基于硅介质柱型光子晶体，采用时域有限差分方法（FDTD），探究高斯光束在光子晶体界面的逆古斯汉欣（GH）位移。通过在光子晶体下表面添加硅透镜，研究高斯光束的入射角度、硅透镜的曲率半径以及温度对光子晶体逆GH位移的影响。研究结果表明，发生最大逆GH位移的角度大于几何理想全反射角。添加焦点位于光子晶体表面中心的硅透镜可以使逆GH位移显著增强，且当硅透镜的曲率半径为170时，逆GH位移增大为不加透镜时的1.7倍。研究不同入射角度下温度对光子晶体的逆GH位移的影响发现，当高斯光束的入射角为26o时，逆GH位移随着温度的变化最大且线性度较好，便于温度监测。

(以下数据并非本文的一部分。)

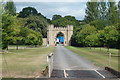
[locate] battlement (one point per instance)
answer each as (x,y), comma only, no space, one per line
(52,27)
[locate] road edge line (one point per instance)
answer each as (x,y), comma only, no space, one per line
(99,73)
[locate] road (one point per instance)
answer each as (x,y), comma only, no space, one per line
(67,64)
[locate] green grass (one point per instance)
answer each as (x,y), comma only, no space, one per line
(99,58)
(25,63)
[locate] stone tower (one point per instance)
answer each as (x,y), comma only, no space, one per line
(53,31)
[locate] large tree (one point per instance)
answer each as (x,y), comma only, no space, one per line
(27,11)
(112,15)
(91,11)
(37,23)
(102,10)
(10,7)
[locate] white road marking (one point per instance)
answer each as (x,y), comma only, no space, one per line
(99,73)
(65,74)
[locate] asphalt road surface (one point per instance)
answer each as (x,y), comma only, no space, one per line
(67,64)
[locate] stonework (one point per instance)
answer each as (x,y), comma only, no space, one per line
(53,31)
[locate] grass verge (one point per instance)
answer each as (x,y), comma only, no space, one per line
(25,63)
(99,58)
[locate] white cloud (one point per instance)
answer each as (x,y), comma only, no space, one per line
(51,0)
(50,8)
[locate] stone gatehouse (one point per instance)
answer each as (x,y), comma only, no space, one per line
(53,31)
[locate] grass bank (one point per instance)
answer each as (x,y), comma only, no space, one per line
(25,63)
(98,57)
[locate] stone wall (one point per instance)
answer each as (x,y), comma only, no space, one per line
(53,31)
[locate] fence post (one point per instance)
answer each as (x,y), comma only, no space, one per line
(50,63)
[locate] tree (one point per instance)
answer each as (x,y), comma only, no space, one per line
(91,11)
(111,36)
(112,15)
(9,29)
(10,7)
(80,35)
(64,21)
(37,23)
(102,8)
(91,40)
(55,17)
(27,11)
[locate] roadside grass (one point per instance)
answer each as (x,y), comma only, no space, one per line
(25,63)
(99,58)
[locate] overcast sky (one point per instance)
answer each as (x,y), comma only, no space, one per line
(48,9)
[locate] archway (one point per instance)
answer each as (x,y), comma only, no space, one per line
(55,32)
(59,39)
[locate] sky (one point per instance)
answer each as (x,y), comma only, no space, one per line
(49,9)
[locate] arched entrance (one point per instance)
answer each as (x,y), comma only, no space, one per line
(61,35)
(60,39)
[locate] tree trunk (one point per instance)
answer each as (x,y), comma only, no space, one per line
(17,47)
(7,45)
(100,48)
(108,49)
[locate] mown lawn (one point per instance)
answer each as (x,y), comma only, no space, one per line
(25,63)
(99,58)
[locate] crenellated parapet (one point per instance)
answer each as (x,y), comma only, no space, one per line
(52,27)
(52,32)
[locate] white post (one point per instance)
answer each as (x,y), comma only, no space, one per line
(110,59)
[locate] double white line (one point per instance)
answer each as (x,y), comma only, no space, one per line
(66,75)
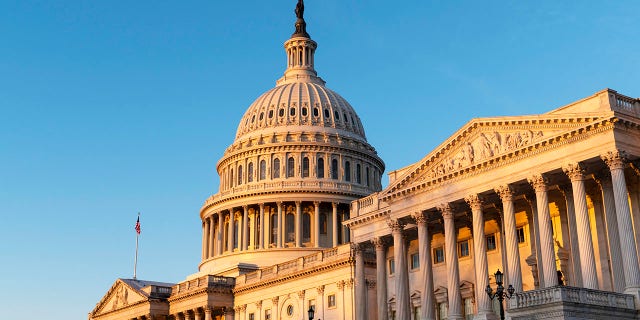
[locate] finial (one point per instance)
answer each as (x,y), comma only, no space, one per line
(301,25)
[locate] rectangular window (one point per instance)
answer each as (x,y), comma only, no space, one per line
(438,255)
(491,242)
(463,249)
(520,233)
(331,301)
(415,261)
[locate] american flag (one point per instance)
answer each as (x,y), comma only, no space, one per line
(138,225)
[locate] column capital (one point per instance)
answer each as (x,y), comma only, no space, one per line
(474,201)
(575,171)
(615,159)
(419,217)
(379,242)
(395,225)
(505,192)
(446,210)
(539,182)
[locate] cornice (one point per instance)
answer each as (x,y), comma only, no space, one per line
(578,133)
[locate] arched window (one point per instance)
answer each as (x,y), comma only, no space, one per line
(366,172)
(334,169)
(276,168)
(263,169)
(320,169)
(305,167)
(306,227)
(290,167)
(347,171)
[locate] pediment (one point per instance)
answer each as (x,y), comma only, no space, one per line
(119,296)
(489,140)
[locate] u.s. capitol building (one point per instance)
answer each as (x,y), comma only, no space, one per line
(301,222)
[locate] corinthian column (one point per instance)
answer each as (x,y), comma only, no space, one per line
(480,261)
(585,243)
(361,284)
(381,277)
(245,229)
(511,234)
(427,301)
(604,180)
(546,263)
(453,274)
(616,162)
(403,310)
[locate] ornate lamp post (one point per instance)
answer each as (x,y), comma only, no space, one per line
(311,312)
(500,293)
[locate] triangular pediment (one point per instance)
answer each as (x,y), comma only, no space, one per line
(119,296)
(488,140)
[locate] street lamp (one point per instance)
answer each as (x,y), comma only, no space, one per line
(310,312)
(500,293)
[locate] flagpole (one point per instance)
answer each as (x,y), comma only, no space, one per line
(135,262)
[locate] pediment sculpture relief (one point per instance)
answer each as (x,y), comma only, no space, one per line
(486,145)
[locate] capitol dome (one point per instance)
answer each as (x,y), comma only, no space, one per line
(300,156)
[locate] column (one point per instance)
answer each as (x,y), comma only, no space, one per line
(361,284)
(231,231)
(604,180)
(511,234)
(403,303)
(480,258)
(381,277)
(279,227)
(263,229)
(219,245)
(575,251)
(585,243)
(546,265)
(316,224)
(451,253)
(427,299)
(298,226)
(245,229)
(211,239)
(616,163)
(334,224)
(534,235)
(205,238)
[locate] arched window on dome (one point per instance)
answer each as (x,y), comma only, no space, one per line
(347,171)
(320,169)
(276,168)
(305,167)
(291,167)
(366,172)
(263,169)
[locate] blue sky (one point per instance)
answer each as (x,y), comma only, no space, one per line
(108,108)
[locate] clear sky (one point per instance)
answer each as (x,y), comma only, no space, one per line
(108,108)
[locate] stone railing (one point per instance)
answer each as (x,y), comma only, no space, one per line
(293,266)
(207,281)
(564,294)
(287,185)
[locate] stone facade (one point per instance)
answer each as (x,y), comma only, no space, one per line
(301,221)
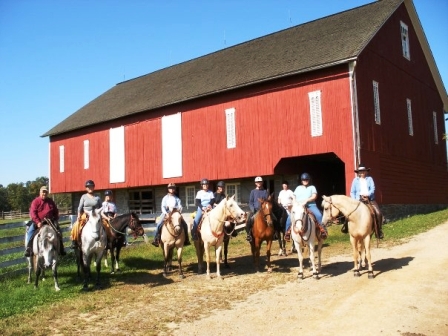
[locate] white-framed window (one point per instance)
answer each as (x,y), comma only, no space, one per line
(315,113)
(436,134)
(410,125)
(190,196)
(376,103)
(61,159)
(86,154)
(230,128)
(234,189)
(405,40)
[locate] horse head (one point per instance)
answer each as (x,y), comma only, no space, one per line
(233,210)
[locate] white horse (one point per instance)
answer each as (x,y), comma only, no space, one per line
(211,232)
(360,226)
(45,255)
(93,243)
(172,236)
(303,231)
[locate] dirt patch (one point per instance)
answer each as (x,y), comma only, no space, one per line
(409,296)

Study on the inverse Goos-Hanchen shift monitoring system based on silicon lens and photonic crystal and its temperature characteristics

Based on the silicon dielectric cylindrical photonic crystal, the finite-difference time-domain (FDTD) method is used to investigate the inverse Goos-Hanchen (GH) shift of Gaussian beam at the photonic crystal interface. By adding a silicon lens on the lower surface of the photonic crystal, the influence of the incident angle of Gaussian beam, the curvature radius of the silicon lens and the temperature on the inverse GH shift of the photonic crystal is studied.The results show that the maximum inverse GH shift angle is larger than the geometric ideal total reflection angle. The addition of a silicon lens with the focus in the center of the photonic crystal surface can significantly enhance the inverse GH shift. When the curvature radius of the silicon lens is 170, the inverse GH shift increases by 1.7 times as much as that without the lens. The influence of temperature on the inverse GH shift of photonic crystal at different incident angles is studied. It is found that when the incident angle of Gaussian beam is 26 degrees, the inverse GH shift has a wide range of variation with temperature, and the linearity of variation curve is better, which is convenient for temperature monitoring.